Search code examples
bigtablegoogle-cloud-bigtable

Bigtable rowkey design for real-time sensor data?


Your company is streaming real-time sensor data from their factory floor into Bigtable and they have noticed extremely poor performance. How should the row key be redesigned to improve Bigtable performance on queries that populate real-time dashboards?

a) Use a row key of the form <timestamp>
b) Use a row key of the form <sensorid>
c) Use a row key of the form <timestamp>#<sensorid>
d) Use a row key of the form >#<sensorid>#<timestamp>

Based on the documentation, what would be the ideal row key on this case? I think it should be a row key of sensorid and timestamp, but i have seen some online article mentioning just the 'timestamp' for the above homework question. Please help.

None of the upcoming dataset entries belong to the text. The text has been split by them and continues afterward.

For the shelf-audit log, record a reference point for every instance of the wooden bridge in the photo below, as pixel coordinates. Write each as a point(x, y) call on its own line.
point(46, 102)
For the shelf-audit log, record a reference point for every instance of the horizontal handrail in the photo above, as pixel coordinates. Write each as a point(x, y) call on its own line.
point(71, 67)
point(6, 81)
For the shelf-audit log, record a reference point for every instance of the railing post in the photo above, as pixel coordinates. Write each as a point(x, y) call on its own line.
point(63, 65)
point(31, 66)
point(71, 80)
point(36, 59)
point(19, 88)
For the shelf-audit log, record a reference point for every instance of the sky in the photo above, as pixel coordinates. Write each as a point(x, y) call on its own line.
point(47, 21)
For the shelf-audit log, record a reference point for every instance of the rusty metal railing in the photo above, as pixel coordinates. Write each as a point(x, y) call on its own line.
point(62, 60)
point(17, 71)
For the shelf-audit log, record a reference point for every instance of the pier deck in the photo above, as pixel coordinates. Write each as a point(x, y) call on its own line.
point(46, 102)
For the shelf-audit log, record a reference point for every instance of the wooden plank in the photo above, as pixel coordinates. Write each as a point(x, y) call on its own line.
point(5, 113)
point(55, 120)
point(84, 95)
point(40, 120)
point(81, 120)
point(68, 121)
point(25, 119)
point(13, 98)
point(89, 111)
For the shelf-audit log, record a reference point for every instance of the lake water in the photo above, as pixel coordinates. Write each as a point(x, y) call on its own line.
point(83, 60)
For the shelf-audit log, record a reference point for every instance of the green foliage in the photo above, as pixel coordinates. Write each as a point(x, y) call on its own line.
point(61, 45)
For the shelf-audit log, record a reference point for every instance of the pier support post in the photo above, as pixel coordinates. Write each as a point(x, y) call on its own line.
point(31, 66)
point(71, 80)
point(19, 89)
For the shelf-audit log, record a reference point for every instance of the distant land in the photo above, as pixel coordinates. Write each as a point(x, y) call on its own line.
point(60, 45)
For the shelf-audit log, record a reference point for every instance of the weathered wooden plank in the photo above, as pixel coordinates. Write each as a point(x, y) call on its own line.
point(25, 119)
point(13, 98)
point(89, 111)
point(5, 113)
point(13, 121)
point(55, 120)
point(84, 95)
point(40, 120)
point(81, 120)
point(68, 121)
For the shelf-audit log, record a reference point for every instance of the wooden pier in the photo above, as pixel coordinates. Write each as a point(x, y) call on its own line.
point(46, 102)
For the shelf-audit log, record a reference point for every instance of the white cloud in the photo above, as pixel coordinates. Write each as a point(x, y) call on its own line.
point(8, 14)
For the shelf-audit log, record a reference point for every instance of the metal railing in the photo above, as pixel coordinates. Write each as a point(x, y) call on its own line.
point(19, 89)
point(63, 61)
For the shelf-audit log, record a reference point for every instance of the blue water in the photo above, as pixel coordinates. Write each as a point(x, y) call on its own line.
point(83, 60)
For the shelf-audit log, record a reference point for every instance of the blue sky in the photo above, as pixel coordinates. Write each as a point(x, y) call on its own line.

I have conflicting theories on the above specific usecase as below: - Since rows are sorted lexicographical, it is not just wise to just use the timestamp as row-key. (From Doc - Using the timestamp by itself as the row key is not recommended, as most writes would be pushed onto a single node.) - On this usecase, since the requirement is a real-time dashboard, it could also mean that the all sensorid data can be stored just for one timestamp, so real-time querying can be done based on just the timestamp.

Please help with the ideal row-key on this usecase.


Solution

  • The problem is, it does not specify what query the real-time dashboard shows also not much insight on the performance. Please refer to the schema design for time series data documentation which has some example scenarios. If you have only timestamp as key, you may suffer from hotspotting. The ideal key will be ## (Option D) but it always depends on the use case which is not very clear in the question.